3. Container is started:
• The main process specified by the image (ENTRYPOINT/CMD) runs.
• From inside, it behaves as if it has its own small OS environment (but shares the kernel).
4. Container runs:
• Handles requests, does computations, etc.
• Emits logs to stdout/stderr.
• May read/write data to:
• Its own ephemeral layer (lost when removed).
• Attached persistent storage or external services (durable).
5. Container stops:
• The main process exits (successfully or due to an error).
• Or it is terminated by the platform (e.g., scale down, node drain).
6. Container is removed:
• The ephemeral runtime state and temporary filesystem changes are discarded.
• The image remains in the registry for future use unless explicitly removed.

In OpenShift and Kubernetes:

• You rarely manage containers directly.
• You define higher-level objects that describe:
• What images to run.
• How many replicas.
• What resources and configuration they need.
• The platform then creates and manages containers for you.

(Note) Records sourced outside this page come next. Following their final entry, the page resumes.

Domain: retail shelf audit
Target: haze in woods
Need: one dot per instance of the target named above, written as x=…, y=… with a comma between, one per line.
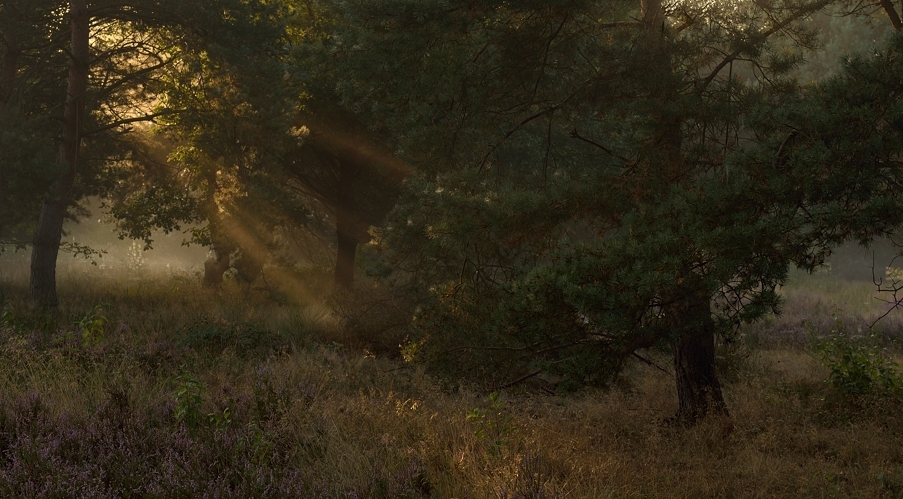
x=451, y=248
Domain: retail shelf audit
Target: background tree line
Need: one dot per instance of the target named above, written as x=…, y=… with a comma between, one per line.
x=552, y=187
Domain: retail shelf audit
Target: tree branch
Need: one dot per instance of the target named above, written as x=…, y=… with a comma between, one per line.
x=147, y=117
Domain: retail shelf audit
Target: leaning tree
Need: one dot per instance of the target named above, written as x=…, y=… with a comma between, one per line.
x=577, y=199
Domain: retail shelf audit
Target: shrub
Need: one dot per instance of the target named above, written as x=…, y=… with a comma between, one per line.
x=860, y=366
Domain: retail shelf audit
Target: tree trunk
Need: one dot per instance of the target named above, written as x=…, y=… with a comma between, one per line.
x=698, y=389
x=50, y=225
x=892, y=14
x=216, y=266
x=345, y=226
x=10, y=66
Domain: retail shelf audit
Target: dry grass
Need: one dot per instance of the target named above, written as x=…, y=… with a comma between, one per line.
x=349, y=424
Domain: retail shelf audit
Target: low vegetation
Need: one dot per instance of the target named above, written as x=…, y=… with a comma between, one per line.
x=148, y=387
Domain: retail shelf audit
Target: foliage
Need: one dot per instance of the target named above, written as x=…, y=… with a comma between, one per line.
x=492, y=426
x=188, y=401
x=212, y=334
x=92, y=326
x=860, y=366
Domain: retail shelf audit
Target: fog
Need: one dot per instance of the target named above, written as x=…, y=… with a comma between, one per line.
x=110, y=254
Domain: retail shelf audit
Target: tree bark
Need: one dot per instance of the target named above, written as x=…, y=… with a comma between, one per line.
x=10, y=66
x=345, y=226
x=892, y=14
x=46, y=243
x=698, y=390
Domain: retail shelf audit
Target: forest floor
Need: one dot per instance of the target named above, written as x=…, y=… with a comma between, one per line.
x=151, y=386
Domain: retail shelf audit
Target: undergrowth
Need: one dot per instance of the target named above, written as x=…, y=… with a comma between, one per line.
x=160, y=388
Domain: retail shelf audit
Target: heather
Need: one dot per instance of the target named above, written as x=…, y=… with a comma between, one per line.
x=153, y=386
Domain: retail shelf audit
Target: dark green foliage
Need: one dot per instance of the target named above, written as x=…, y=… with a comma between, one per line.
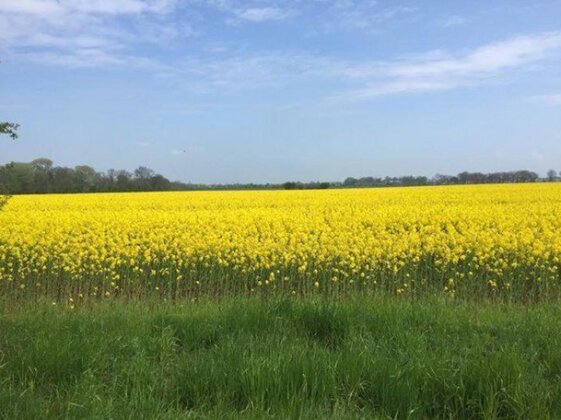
x=10, y=129
x=289, y=358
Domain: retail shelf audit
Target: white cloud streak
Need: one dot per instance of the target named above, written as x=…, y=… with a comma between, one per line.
x=549, y=99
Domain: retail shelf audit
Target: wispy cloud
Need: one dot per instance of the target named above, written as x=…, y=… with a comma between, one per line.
x=263, y=14
x=84, y=33
x=447, y=71
x=549, y=99
x=453, y=21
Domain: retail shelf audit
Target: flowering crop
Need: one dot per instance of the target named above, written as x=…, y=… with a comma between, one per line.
x=484, y=240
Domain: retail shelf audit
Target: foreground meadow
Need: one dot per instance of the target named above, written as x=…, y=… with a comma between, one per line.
x=468, y=241
x=291, y=358
x=389, y=303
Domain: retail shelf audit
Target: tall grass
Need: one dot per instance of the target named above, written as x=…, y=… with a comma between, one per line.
x=280, y=358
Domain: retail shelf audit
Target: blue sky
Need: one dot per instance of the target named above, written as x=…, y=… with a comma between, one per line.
x=270, y=90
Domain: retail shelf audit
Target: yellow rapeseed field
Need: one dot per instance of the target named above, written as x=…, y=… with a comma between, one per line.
x=491, y=240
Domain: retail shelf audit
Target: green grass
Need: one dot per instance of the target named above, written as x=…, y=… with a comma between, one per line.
x=280, y=358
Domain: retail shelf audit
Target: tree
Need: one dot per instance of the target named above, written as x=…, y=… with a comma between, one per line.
x=9, y=129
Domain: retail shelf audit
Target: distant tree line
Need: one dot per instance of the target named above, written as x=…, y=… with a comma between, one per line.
x=460, y=179
x=41, y=176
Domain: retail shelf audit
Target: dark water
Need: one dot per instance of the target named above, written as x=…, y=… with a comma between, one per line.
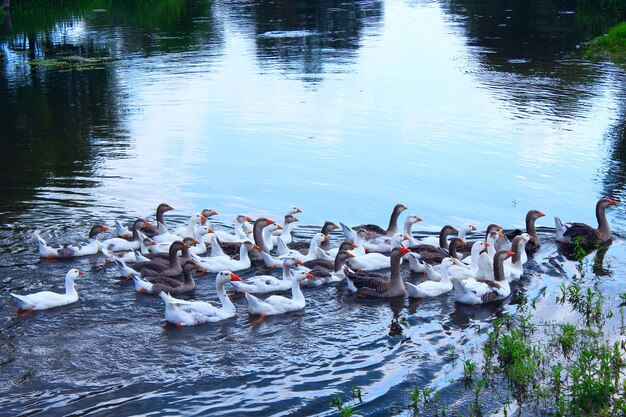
x=461, y=110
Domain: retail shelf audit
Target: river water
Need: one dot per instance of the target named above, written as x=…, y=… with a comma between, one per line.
x=461, y=110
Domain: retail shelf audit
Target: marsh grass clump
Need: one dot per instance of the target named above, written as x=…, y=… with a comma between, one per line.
x=609, y=46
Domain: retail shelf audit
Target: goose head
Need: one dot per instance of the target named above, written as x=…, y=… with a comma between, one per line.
x=412, y=219
x=448, y=262
x=301, y=276
x=163, y=207
x=318, y=238
x=226, y=276
x=97, y=229
x=208, y=213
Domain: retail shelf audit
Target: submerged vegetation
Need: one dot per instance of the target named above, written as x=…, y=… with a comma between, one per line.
x=529, y=367
x=609, y=46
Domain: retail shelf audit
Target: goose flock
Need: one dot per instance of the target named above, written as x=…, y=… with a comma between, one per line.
x=155, y=258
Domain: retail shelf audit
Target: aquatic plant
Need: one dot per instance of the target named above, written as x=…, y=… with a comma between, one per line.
x=609, y=46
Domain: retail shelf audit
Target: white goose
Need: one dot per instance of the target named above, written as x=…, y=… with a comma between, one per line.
x=165, y=236
x=238, y=235
x=474, y=292
x=220, y=263
x=286, y=236
x=72, y=250
x=277, y=304
x=47, y=299
x=428, y=289
x=189, y=313
x=117, y=244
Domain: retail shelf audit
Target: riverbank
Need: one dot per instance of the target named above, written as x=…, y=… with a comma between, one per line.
x=610, y=46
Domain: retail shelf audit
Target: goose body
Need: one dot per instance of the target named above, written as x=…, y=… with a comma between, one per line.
x=156, y=284
x=220, y=263
x=262, y=284
x=567, y=232
x=377, y=285
x=277, y=304
x=472, y=291
x=189, y=313
x=72, y=250
x=428, y=289
x=47, y=299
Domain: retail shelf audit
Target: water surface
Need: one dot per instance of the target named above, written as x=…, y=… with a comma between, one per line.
x=461, y=110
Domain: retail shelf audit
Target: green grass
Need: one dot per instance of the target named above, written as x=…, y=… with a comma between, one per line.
x=610, y=46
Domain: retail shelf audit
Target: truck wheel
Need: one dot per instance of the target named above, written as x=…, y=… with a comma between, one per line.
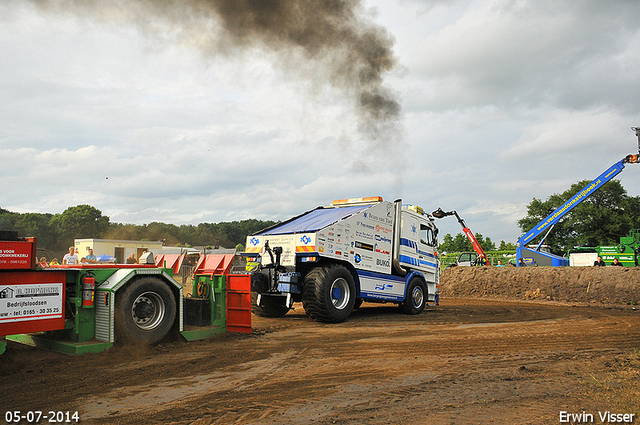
x=145, y=311
x=416, y=297
x=329, y=294
x=269, y=307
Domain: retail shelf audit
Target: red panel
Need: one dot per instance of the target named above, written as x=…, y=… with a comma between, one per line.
x=239, y=303
x=31, y=301
x=18, y=254
x=214, y=264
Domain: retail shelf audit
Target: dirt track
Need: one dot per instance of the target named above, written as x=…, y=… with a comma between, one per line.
x=467, y=361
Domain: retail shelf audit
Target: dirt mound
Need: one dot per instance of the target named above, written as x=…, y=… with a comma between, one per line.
x=598, y=285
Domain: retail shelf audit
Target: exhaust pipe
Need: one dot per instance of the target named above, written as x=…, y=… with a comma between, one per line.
x=397, y=230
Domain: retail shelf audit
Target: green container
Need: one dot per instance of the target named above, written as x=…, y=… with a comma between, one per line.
x=213, y=288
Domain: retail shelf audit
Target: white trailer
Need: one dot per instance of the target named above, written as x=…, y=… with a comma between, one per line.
x=335, y=257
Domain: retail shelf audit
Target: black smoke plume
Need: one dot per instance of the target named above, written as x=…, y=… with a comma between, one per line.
x=348, y=50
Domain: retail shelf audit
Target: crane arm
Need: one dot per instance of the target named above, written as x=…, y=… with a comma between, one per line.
x=576, y=199
x=439, y=213
x=548, y=222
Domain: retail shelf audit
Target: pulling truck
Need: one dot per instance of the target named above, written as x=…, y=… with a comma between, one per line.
x=535, y=256
x=479, y=258
x=89, y=307
x=333, y=258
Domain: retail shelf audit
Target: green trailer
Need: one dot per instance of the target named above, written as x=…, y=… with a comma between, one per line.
x=90, y=307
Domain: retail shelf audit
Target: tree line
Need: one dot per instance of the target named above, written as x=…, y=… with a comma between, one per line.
x=601, y=219
x=57, y=232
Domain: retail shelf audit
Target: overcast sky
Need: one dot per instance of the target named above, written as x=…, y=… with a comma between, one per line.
x=149, y=118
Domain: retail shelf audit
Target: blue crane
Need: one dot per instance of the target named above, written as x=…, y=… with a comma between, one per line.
x=527, y=256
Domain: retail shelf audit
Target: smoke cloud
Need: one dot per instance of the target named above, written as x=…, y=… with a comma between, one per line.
x=349, y=51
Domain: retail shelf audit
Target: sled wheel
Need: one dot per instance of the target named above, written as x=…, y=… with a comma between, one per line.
x=145, y=311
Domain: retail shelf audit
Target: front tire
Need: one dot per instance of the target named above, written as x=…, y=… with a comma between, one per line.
x=329, y=294
x=145, y=312
x=416, y=298
x=268, y=308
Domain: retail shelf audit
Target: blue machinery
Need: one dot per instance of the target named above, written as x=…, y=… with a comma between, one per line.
x=535, y=256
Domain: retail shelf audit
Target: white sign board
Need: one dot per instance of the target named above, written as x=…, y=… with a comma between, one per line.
x=20, y=303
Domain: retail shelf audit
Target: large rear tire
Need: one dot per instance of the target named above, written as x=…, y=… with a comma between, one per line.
x=329, y=294
x=269, y=306
x=145, y=312
x=416, y=298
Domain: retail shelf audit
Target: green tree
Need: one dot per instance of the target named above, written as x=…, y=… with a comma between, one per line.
x=601, y=219
x=80, y=222
x=504, y=246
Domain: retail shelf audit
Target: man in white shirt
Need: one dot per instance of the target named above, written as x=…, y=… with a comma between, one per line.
x=71, y=257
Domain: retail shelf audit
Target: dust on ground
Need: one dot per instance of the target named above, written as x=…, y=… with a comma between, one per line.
x=591, y=285
x=472, y=361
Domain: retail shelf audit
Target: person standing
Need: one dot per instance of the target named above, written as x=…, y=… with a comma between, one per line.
x=91, y=258
x=71, y=257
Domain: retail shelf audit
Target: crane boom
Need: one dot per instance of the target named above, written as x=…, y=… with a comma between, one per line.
x=439, y=213
x=549, y=221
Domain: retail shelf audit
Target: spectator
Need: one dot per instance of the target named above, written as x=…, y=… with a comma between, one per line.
x=599, y=262
x=91, y=258
x=71, y=257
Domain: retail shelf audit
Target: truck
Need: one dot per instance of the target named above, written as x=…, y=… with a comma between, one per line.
x=333, y=258
x=627, y=252
x=477, y=258
x=89, y=307
x=534, y=256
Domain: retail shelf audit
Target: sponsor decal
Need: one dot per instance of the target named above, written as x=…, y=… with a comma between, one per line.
x=364, y=235
x=383, y=263
x=365, y=225
x=383, y=239
x=382, y=229
x=365, y=246
x=386, y=220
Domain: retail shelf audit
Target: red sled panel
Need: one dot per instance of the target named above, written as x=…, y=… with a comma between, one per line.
x=31, y=301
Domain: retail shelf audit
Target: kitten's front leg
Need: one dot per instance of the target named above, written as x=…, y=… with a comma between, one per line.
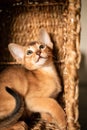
x=48, y=105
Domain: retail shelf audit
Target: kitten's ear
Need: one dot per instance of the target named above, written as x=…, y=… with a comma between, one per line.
x=17, y=51
x=45, y=38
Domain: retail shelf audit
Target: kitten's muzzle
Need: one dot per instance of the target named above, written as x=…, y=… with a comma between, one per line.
x=38, y=53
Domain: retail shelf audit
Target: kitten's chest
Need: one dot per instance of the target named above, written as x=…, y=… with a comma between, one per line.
x=45, y=85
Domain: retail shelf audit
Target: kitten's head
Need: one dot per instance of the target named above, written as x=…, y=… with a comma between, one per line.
x=37, y=54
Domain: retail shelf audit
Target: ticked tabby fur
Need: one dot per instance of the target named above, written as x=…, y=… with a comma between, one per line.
x=36, y=81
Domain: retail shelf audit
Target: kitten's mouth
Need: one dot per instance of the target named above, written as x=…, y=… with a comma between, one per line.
x=40, y=58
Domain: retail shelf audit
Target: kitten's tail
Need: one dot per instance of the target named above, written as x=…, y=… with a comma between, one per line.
x=9, y=120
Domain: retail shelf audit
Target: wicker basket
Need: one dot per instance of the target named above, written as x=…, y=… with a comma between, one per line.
x=20, y=23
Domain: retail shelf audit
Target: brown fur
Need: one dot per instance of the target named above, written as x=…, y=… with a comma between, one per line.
x=36, y=80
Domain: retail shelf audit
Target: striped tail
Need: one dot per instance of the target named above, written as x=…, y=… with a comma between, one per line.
x=12, y=118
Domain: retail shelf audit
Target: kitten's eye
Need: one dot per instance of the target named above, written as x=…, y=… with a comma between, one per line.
x=42, y=46
x=29, y=52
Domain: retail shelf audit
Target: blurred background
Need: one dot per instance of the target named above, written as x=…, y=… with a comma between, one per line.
x=83, y=68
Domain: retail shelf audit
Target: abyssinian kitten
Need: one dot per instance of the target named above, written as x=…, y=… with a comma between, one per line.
x=33, y=86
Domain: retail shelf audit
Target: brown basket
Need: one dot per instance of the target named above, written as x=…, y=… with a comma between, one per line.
x=20, y=23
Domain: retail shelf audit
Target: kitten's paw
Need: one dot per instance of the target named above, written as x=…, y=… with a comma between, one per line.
x=47, y=117
x=19, y=126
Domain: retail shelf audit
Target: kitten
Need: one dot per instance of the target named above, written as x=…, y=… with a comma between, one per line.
x=36, y=81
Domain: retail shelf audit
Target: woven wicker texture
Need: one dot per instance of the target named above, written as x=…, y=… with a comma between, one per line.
x=21, y=24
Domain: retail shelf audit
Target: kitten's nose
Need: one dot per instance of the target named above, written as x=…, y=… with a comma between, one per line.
x=38, y=52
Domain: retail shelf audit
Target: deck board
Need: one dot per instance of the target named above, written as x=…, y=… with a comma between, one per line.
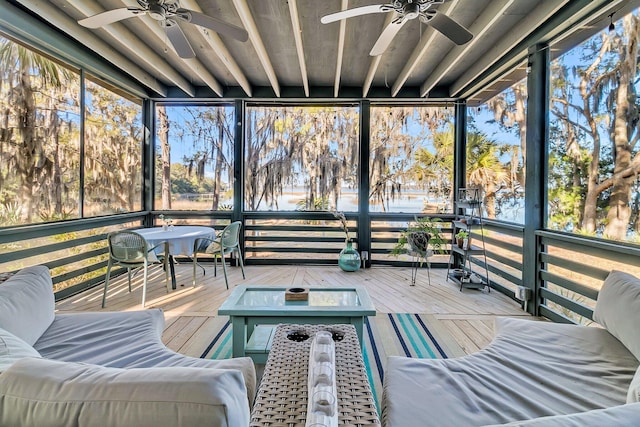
x=191, y=313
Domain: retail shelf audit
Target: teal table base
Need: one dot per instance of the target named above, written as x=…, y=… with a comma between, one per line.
x=243, y=327
x=249, y=306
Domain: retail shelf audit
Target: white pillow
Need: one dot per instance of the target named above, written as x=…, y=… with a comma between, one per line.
x=618, y=309
x=633, y=395
x=13, y=349
x=43, y=392
x=27, y=304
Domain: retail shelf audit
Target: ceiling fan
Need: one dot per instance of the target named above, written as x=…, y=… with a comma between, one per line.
x=168, y=13
x=406, y=10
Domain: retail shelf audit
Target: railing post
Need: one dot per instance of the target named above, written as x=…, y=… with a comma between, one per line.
x=238, y=168
x=364, y=220
x=148, y=158
x=536, y=169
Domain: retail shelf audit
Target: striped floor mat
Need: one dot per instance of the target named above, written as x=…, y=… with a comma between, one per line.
x=387, y=334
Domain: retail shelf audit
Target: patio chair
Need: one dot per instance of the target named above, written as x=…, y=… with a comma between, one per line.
x=130, y=250
x=227, y=242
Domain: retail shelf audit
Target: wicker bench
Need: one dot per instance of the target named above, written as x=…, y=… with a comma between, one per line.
x=282, y=396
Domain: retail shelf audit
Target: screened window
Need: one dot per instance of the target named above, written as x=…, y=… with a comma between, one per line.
x=593, y=153
x=39, y=137
x=194, y=157
x=496, y=141
x=301, y=158
x=411, y=163
x=112, y=152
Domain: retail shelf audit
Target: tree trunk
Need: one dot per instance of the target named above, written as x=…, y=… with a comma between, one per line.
x=619, y=212
x=163, y=134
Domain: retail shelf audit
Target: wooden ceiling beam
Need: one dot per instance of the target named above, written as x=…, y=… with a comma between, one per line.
x=129, y=41
x=254, y=35
x=426, y=41
x=375, y=61
x=490, y=17
x=340, y=53
x=297, y=36
x=215, y=42
x=65, y=23
x=541, y=14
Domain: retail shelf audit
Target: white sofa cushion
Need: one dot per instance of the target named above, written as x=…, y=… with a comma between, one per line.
x=633, y=395
x=618, y=309
x=616, y=416
x=27, y=303
x=48, y=393
x=13, y=349
x=531, y=369
x=125, y=339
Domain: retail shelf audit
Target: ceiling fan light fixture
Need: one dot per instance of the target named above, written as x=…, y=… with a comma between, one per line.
x=411, y=10
x=612, y=26
x=157, y=12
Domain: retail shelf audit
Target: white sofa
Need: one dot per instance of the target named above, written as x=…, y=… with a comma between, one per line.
x=533, y=373
x=106, y=368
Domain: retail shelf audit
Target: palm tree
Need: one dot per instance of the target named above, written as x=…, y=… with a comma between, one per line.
x=484, y=169
x=26, y=75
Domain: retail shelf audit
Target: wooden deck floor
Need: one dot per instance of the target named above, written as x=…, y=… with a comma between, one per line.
x=190, y=312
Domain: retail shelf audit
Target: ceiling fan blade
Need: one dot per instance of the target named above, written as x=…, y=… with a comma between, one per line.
x=356, y=11
x=110, y=16
x=179, y=41
x=450, y=28
x=387, y=36
x=215, y=24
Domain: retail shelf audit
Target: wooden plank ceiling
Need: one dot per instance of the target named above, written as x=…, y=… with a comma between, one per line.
x=291, y=54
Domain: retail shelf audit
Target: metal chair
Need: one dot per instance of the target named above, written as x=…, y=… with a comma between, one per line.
x=227, y=242
x=130, y=250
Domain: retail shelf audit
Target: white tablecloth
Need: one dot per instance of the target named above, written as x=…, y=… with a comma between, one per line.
x=180, y=237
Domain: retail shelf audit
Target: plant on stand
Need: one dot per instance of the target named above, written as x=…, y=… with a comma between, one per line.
x=462, y=239
x=349, y=258
x=418, y=236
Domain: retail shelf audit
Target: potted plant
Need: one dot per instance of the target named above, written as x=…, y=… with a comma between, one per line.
x=418, y=236
x=461, y=236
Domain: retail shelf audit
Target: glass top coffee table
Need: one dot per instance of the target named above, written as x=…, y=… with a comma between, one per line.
x=248, y=306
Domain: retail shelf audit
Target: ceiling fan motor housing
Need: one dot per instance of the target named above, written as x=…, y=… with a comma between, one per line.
x=411, y=10
x=156, y=11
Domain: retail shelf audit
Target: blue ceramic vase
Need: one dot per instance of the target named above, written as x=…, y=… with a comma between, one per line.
x=349, y=259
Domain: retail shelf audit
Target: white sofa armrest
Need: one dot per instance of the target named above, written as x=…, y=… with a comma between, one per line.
x=617, y=416
x=50, y=393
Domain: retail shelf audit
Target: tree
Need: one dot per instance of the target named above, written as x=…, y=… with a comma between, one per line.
x=600, y=109
x=165, y=156
x=31, y=144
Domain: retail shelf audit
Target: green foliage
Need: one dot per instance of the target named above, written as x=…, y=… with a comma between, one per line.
x=318, y=204
x=431, y=226
x=462, y=234
x=10, y=214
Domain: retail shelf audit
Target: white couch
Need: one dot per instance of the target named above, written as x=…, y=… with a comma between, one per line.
x=532, y=374
x=106, y=368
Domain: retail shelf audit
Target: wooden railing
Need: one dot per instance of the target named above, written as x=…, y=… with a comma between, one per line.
x=570, y=273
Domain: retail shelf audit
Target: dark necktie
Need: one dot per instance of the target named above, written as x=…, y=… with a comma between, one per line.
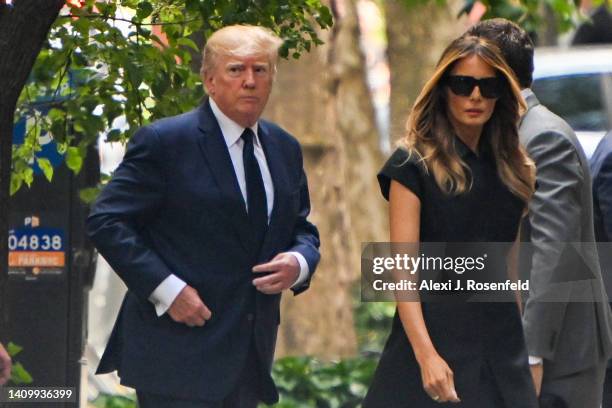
x=256, y=192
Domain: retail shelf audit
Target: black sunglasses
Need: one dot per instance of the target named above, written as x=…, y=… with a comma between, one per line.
x=490, y=87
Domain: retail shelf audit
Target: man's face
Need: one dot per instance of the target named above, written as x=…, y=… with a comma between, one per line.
x=240, y=86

Why Containers Matter for OpenShift

OpenShift is a container platform. Understanding what a container is clarifies:

• What OpenShift is actually scheduling and running: containers (wrapped in Pods).
• Why images and registries are central concepts in the platform.
• How applications gain portability and consistency: via containerized packaging.
• Why many design patterns (12-factor apps, microservices) fit naturally: they align with the container model of small, focused, immutable units.

Later chapters will:

• Compare containers to virtual machines in more detail.
• Explain container images, registries, and build pipelines.
• Show how orchestrators like Kubernetes and OpenShift manage containers at scale.

For this chapter, the key takeaway is:

A container is a lightweight, portable, isolated runtime environment for an application, created from a container image, sharing the host OS kernel, and designed to be ephemeral, resource-constrained, and easy to deploy consistently across environments.